Date of Award

Spring 2014

Degree Type


Degree Name

Master of Science (MS)


Civil Engineering

First Advisor

Ernest R. Blatchley

Committee Member 1

Loring Nies

Committee Member 2

Chad T. Jafvert


Variability in the performance of UV disinfection systems is hypothesized to be attributable to variability in the parameters that influence the overall performance. Predictability of process performance in UV disinfection systems should be possible, if variability in these input parameters can be defined. The objective of this project was to define variability in parameters that are known to affect the performance of UV disinfection systems so as to inform design and operation conditions for a large-scale UV disinfection system that was recently applied at the Belmont facility in Indianapolis, Indiana, and other systems. The present study focused on quantification of variability in several input parameters, including viable E. coli concentration in undisinfected secondary effluent, UV254 dose-response behavior of the target organism (E. coli ), UV254 transmittance (UVT254 ) of the water, total suspended solids (TSS), flow rate (Q), and precipitation. These data were subjected to correlation analysis to identify dependence among these parameters, and thus have a better understanding of the variability in the performance of this UV system.
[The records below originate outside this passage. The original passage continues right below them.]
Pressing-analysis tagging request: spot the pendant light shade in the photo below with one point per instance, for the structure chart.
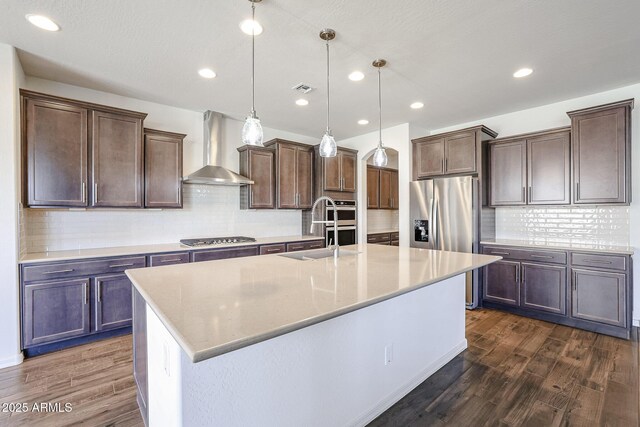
(328, 147)
(380, 158)
(252, 130)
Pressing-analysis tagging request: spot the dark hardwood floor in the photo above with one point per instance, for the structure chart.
(516, 372)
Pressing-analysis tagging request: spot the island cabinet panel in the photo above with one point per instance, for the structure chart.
(548, 167)
(112, 301)
(502, 282)
(257, 164)
(508, 173)
(117, 159)
(601, 144)
(162, 169)
(599, 296)
(140, 368)
(54, 311)
(214, 254)
(55, 146)
(544, 287)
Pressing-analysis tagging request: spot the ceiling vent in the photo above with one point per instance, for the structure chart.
(302, 87)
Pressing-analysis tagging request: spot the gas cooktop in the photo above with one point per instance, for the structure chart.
(208, 241)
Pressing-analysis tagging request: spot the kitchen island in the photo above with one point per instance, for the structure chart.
(274, 340)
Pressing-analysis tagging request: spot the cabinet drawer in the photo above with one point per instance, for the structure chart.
(613, 262)
(552, 257)
(377, 238)
(303, 246)
(81, 268)
(169, 259)
(223, 254)
(273, 249)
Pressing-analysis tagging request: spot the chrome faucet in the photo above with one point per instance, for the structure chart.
(336, 247)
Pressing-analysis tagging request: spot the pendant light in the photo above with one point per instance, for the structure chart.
(328, 147)
(252, 129)
(380, 158)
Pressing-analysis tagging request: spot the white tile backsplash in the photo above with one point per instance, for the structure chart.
(208, 211)
(603, 225)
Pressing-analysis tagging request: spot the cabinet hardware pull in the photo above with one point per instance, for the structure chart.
(58, 271)
(121, 265)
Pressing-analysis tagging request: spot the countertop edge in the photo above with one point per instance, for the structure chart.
(199, 356)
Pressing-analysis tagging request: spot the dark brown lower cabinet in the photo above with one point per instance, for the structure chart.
(112, 302)
(55, 311)
(599, 296)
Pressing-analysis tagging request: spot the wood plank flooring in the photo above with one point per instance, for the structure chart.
(516, 372)
(525, 372)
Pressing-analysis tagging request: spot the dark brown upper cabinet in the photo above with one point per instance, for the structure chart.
(294, 174)
(338, 174)
(78, 154)
(55, 151)
(531, 169)
(601, 144)
(451, 153)
(257, 164)
(162, 169)
(117, 159)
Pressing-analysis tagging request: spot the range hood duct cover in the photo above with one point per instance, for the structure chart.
(211, 173)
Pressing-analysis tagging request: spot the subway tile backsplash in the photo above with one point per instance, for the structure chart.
(603, 225)
(208, 211)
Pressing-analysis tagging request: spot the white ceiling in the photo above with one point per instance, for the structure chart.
(455, 56)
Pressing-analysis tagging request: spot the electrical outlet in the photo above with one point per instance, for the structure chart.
(388, 354)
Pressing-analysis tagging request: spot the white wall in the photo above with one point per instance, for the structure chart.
(398, 138)
(11, 77)
(554, 115)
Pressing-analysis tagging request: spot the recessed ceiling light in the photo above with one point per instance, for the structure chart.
(522, 72)
(43, 22)
(207, 73)
(248, 26)
(356, 76)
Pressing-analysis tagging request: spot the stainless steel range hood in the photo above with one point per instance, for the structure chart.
(212, 173)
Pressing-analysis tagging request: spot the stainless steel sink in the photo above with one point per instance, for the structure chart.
(317, 254)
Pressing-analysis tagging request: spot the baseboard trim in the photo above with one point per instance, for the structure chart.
(11, 361)
(398, 394)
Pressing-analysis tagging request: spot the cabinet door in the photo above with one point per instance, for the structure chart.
(55, 139)
(430, 155)
(348, 171)
(508, 173)
(394, 189)
(163, 171)
(373, 188)
(599, 296)
(502, 282)
(117, 160)
(385, 189)
(460, 153)
(112, 302)
(599, 143)
(287, 194)
(544, 287)
(54, 311)
(548, 170)
(305, 178)
(262, 174)
(332, 180)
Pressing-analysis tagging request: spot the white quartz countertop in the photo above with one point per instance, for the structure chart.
(36, 257)
(541, 244)
(214, 307)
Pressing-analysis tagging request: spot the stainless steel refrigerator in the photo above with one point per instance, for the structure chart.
(444, 216)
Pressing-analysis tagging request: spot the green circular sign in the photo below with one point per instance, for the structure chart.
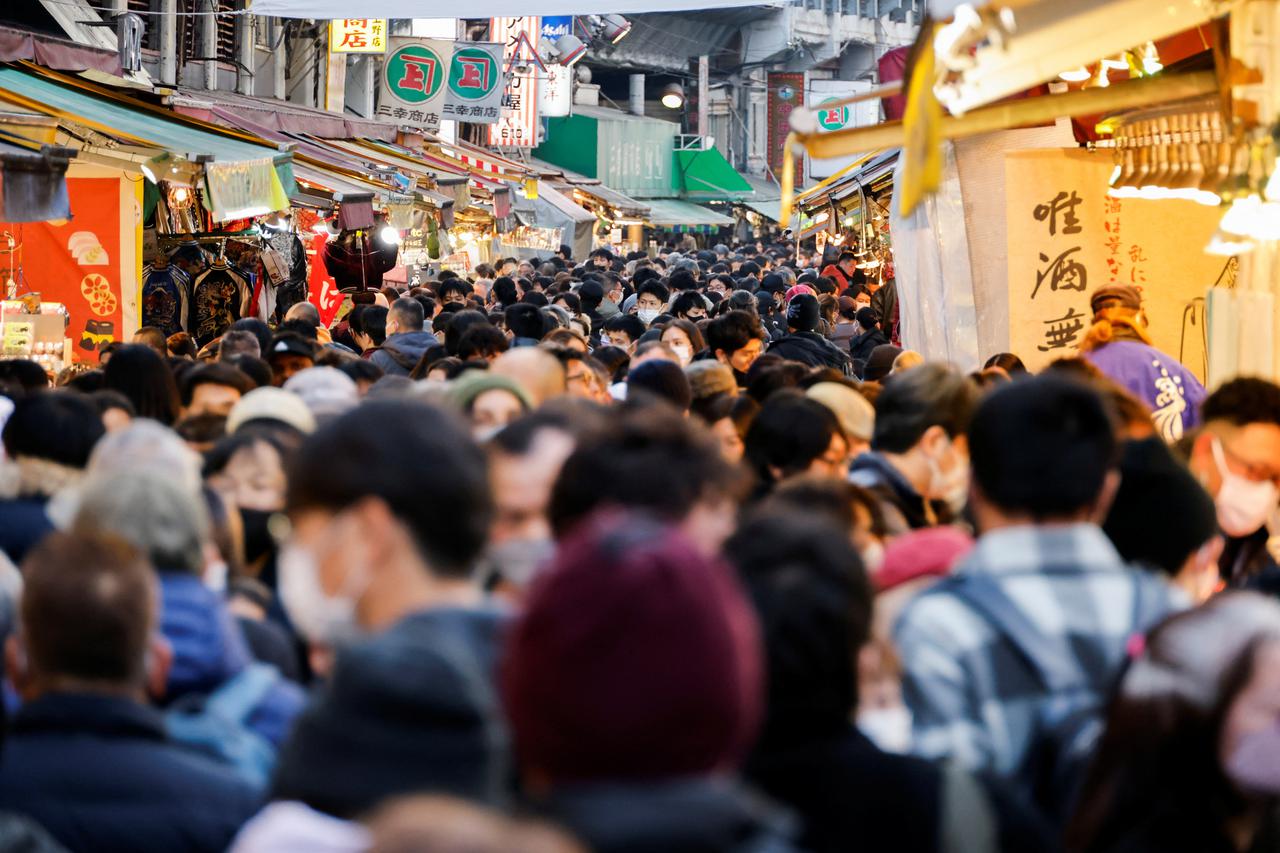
(472, 73)
(414, 73)
(833, 118)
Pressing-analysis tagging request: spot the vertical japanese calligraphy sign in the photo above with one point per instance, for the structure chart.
(415, 81)
(357, 36)
(517, 122)
(476, 82)
(1066, 238)
(88, 263)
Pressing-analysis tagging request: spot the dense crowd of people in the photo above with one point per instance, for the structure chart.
(676, 553)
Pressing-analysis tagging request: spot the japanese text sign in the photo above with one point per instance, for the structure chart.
(1066, 238)
(414, 81)
(357, 36)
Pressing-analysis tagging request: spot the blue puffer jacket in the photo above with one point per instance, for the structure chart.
(209, 648)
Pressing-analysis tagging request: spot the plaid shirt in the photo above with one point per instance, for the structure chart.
(970, 693)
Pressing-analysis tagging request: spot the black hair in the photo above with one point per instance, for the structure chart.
(787, 434)
(138, 373)
(645, 459)
(1042, 446)
(629, 324)
(1243, 401)
(388, 450)
(56, 425)
(525, 320)
(912, 402)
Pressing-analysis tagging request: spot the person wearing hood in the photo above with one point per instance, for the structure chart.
(803, 343)
(406, 340)
(635, 693)
(379, 570)
(48, 441)
(867, 337)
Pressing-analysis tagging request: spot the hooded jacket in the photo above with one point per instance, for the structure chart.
(410, 710)
(813, 350)
(401, 352)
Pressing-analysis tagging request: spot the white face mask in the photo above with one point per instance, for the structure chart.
(318, 617)
(952, 487)
(1243, 505)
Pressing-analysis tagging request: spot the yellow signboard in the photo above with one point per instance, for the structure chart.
(357, 36)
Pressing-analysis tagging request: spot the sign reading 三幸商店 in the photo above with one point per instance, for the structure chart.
(1068, 237)
(517, 122)
(415, 81)
(357, 36)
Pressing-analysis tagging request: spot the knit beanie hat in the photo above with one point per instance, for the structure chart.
(636, 658)
(708, 378)
(664, 379)
(804, 313)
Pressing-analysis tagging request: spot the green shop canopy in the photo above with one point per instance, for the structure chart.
(684, 215)
(707, 176)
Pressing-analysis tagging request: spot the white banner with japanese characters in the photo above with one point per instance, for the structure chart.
(1066, 238)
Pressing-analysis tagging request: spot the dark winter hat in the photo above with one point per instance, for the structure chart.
(1157, 493)
(664, 379)
(636, 658)
(881, 361)
(804, 313)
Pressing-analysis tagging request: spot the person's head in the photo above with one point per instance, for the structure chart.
(140, 373)
(814, 605)
(538, 372)
(154, 337)
(1009, 363)
(213, 388)
(1237, 454)
(650, 459)
(87, 620)
(405, 315)
(388, 503)
(676, 697)
(624, 331)
(1194, 719)
(238, 342)
(489, 401)
(685, 340)
(1038, 432)
(792, 434)
(735, 340)
(920, 422)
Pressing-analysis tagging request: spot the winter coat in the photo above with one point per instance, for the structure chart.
(401, 352)
(97, 772)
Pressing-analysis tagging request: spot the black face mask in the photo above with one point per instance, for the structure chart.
(257, 536)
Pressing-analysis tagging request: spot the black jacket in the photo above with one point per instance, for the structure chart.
(813, 350)
(97, 772)
(685, 816)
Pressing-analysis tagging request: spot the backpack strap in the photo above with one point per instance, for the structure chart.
(1051, 662)
(237, 698)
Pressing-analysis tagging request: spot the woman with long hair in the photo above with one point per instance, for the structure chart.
(1191, 755)
(1119, 345)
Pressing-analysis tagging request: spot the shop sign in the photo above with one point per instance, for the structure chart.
(475, 83)
(517, 122)
(786, 92)
(357, 36)
(414, 82)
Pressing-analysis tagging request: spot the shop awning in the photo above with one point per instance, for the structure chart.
(707, 176)
(670, 213)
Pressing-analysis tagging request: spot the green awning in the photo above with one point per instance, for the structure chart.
(705, 174)
(668, 213)
(246, 181)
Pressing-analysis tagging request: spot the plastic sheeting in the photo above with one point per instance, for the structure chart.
(935, 283)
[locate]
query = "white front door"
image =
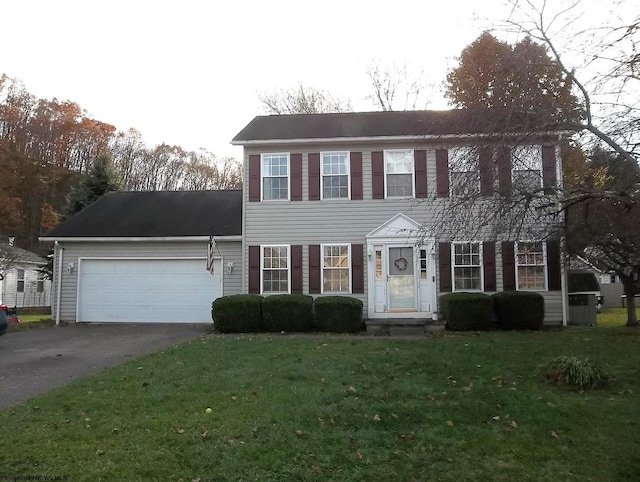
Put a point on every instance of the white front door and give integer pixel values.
(401, 279)
(402, 272)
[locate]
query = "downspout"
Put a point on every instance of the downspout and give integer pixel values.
(563, 292)
(58, 250)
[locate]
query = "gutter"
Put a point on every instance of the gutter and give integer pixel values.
(60, 250)
(369, 139)
(125, 239)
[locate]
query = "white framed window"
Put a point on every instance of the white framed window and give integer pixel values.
(334, 170)
(531, 272)
(336, 268)
(275, 176)
(399, 175)
(274, 268)
(467, 266)
(526, 168)
(464, 171)
(20, 280)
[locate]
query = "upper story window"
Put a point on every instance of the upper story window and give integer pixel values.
(467, 267)
(336, 268)
(398, 167)
(464, 173)
(275, 176)
(335, 175)
(530, 266)
(275, 269)
(526, 171)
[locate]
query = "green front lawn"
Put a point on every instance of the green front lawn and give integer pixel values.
(453, 407)
(614, 316)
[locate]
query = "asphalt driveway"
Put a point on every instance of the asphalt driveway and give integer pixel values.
(35, 361)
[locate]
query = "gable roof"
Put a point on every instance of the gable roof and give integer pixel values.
(390, 124)
(155, 214)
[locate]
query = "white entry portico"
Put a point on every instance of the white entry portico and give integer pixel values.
(401, 267)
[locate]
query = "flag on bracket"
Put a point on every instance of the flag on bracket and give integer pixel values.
(210, 255)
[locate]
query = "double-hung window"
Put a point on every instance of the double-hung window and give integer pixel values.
(530, 266)
(335, 175)
(275, 177)
(20, 280)
(526, 170)
(464, 175)
(336, 268)
(275, 269)
(467, 267)
(398, 165)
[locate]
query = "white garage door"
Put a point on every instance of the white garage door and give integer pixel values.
(147, 290)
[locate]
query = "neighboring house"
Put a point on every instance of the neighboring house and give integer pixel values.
(338, 204)
(22, 282)
(343, 204)
(141, 257)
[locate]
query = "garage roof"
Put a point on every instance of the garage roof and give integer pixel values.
(156, 214)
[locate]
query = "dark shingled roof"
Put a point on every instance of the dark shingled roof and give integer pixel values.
(157, 214)
(390, 124)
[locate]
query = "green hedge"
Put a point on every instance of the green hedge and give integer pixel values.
(467, 311)
(291, 313)
(237, 313)
(339, 314)
(519, 310)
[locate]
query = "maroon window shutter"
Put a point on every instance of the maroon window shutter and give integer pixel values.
(420, 161)
(549, 168)
(377, 174)
(444, 259)
(508, 266)
(296, 269)
(296, 177)
(485, 162)
(355, 163)
(553, 265)
(357, 268)
(314, 176)
(504, 170)
(314, 268)
(442, 173)
(254, 269)
(254, 177)
(489, 262)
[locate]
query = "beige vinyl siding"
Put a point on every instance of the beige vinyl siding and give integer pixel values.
(345, 221)
(30, 297)
(73, 251)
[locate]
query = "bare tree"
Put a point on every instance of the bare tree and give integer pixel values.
(302, 100)
(396, 86)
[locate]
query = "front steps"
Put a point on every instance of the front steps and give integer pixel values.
(403, 326)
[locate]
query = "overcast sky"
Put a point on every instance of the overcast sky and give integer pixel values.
(188, 72)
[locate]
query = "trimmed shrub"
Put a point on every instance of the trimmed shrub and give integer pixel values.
(339, 314)
(574, 372)
(237, 313)
(292, 313)
(519, 310)
(467, 311)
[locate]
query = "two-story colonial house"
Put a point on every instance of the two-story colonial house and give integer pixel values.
(394, 208)
(352, 204)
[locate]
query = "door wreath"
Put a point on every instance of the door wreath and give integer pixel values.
(401, 263)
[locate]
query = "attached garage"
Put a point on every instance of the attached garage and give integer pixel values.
(147, 290)
(141, 257)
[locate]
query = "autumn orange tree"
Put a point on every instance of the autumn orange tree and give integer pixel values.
(493, 73)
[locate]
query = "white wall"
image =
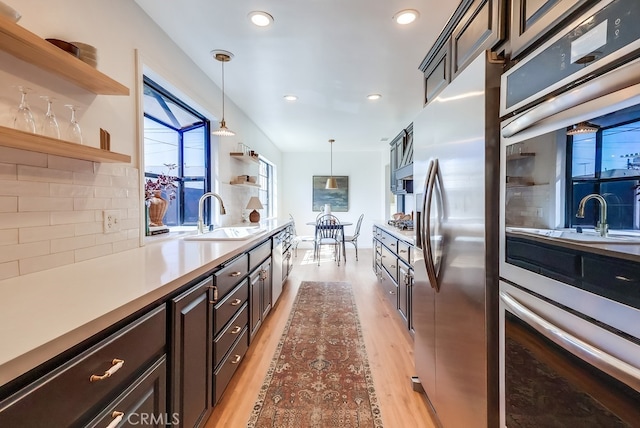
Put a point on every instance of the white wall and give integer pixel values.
(63, 225)
(366, 181)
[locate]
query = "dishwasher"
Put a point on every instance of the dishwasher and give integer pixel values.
(276, 266)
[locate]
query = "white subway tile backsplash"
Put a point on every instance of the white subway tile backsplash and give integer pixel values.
(8, 204)
(46, 233)
(50, 261)
(23, 188)
(22, 157)
(71, 190)
(34, 173)
(9, 270)
(22, 251)
(74, 243)
(9, 237)
(68, 164)
(72, 217)
(26, 203)
(51, 210)
(28, 219)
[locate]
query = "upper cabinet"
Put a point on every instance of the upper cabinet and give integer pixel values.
(475, 26)
(532, 20)
(33, 49)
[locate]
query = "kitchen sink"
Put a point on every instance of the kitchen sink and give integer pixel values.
(586, 236)
(233, 233)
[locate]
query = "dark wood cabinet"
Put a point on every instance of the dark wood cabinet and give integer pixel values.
(73, 393)
(191, 354)
(533, 21)
(260, 296)
(143, 403)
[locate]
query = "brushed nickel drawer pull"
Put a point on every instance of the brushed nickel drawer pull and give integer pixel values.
(116, 364)
(117, 418)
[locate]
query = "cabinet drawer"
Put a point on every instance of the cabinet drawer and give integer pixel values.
(258, 254)
(228, 336)
(226, 308)
(229, 366)
(230, 275)
(64, 396)
(389, 288)
(390, 263)
(145, 397)
(405, 252)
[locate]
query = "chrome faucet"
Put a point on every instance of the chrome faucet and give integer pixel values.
(201, 209)
(602, 226)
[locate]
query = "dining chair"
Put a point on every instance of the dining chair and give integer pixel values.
(329, 231)
(297, 239)
(353, 239)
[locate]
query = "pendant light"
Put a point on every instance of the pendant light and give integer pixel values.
(223, 56)
(331, 181)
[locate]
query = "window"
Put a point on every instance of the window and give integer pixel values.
(267, 192)
(176, 135)
(606, 163)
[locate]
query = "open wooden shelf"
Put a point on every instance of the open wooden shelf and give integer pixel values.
(10, 137)
(244, 157)
(33, 49)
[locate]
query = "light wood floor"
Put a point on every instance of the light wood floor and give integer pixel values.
(388, 343)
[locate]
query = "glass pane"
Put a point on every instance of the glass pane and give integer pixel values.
(621, 151)
(193, 141)
(584, 156)
(160, 147)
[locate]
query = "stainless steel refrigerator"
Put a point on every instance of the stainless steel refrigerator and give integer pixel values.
(456, 161)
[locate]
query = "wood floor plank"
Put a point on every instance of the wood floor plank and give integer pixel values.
(389, 346)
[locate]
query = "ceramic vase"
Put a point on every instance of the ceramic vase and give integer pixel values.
(157, 208)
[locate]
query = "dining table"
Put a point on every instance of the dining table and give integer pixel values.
(340, 226)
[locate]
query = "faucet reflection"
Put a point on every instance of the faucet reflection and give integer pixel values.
(602, 226)
(201, 209)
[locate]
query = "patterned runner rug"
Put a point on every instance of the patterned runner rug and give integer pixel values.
(319, 376)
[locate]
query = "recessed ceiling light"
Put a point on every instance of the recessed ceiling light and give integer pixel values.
(261, 19)
(406, 16)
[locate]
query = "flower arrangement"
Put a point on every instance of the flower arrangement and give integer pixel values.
(163, 183)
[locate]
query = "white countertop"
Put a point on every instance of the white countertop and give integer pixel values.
(45, 313)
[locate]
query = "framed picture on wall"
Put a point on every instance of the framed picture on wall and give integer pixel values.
(337, 198)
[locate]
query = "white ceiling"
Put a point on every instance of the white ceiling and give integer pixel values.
(330, 53)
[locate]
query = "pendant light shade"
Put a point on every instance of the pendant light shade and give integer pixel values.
(223, 56)
(331, 181)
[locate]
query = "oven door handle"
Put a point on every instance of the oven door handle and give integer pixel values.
(609, 364)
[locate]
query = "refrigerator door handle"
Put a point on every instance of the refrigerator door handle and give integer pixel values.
(427, 249)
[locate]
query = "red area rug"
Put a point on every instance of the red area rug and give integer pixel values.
(319, 376)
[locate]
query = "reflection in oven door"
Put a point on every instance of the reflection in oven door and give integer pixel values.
(552, 377)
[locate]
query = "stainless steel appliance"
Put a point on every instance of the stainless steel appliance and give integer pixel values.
(455, 301)
(563, 370)
(569, 306)
(277, 266)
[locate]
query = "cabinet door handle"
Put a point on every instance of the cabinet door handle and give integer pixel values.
(117, 418)
(116, 364)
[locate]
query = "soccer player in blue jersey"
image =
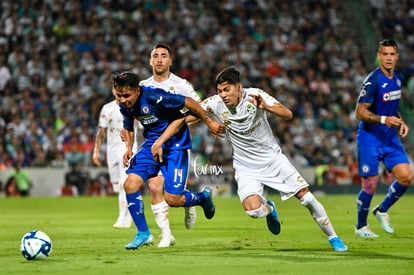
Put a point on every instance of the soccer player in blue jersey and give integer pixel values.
(156, 109)
(378, 141)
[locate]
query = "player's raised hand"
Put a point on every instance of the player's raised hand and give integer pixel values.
(95, 157)
(257, 100)
(126, 157)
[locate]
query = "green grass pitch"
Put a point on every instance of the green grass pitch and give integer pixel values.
(84, 241)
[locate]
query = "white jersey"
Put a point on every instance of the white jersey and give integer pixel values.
(254, 145)
(112, 120)
(174, 84)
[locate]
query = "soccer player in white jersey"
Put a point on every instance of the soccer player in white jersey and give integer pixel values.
(161, 61)
(110, 124)
(257, 157)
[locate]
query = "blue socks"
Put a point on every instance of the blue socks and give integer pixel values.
(136, 209)
(363, 204)
(395, 191)
(193, 198)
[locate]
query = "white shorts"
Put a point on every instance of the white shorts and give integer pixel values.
(116, 171)
(279, 175)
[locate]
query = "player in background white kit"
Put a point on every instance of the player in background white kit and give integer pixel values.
(110, 124)
(161, 61)
(257, 157)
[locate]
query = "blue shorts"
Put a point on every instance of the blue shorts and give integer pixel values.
(369, 158)
(174, 168)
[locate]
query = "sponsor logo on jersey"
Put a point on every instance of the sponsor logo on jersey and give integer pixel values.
(145, 109)
(394, 95)
(149, 119)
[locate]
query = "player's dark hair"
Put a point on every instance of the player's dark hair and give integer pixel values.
(387, 43)
(230, 75)
(125, 79)
(163, 46)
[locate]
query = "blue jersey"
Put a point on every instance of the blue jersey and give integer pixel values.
(156, 109)
(384, 96)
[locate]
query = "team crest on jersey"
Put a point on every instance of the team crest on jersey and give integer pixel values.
(363, 92)
(393, 95)
(145, 109)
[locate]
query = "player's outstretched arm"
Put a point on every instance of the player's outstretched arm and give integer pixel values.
(127, 137)
(173, 128)
(276, 108)
(195, 109)
(100, 137)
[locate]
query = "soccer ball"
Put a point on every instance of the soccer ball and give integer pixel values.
(36, 245)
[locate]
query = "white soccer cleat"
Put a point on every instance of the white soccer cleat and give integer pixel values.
(167, 241)
(365, 232)
(190, 217)
(384, 219)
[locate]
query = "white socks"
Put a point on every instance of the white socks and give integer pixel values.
(160, 212)
(318, 213)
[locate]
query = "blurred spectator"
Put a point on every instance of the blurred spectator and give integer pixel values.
(11, 189)
(23, 181)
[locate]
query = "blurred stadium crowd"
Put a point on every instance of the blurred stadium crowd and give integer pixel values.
(57, 58)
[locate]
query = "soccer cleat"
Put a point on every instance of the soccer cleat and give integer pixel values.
(365, 232)
(338, 245)
(167, 241)
(208, 205)
(142, 238)
(384, 219)
(122, 223)
(190, 217)
(272, 220)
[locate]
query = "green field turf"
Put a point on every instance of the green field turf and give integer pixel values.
(84, 241)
In addition, measurements of the actual performance of the existing, full-scale UV disinfection system at the Belmont facility were conducted using Ambient Biodosimetry (AB). This method allowed for quantification of E. coli inactivation across the UV system over a range of operating conditions. The results of these experiments indicated that the system consistently exceeds treatment requirements, as defined by the Belmont NPDES permit, with a fraction of the existing hardware. This suggests that the existing system at Belmont may be over-designed, and that opportunities exist to improve the efficiency of the system's operation.

In the future, these data will be used in the development of a stochastic model that will predict performance variability. In turn, these model predictions will be used to inform the design and/or operation of UV wastewater disinfection systems.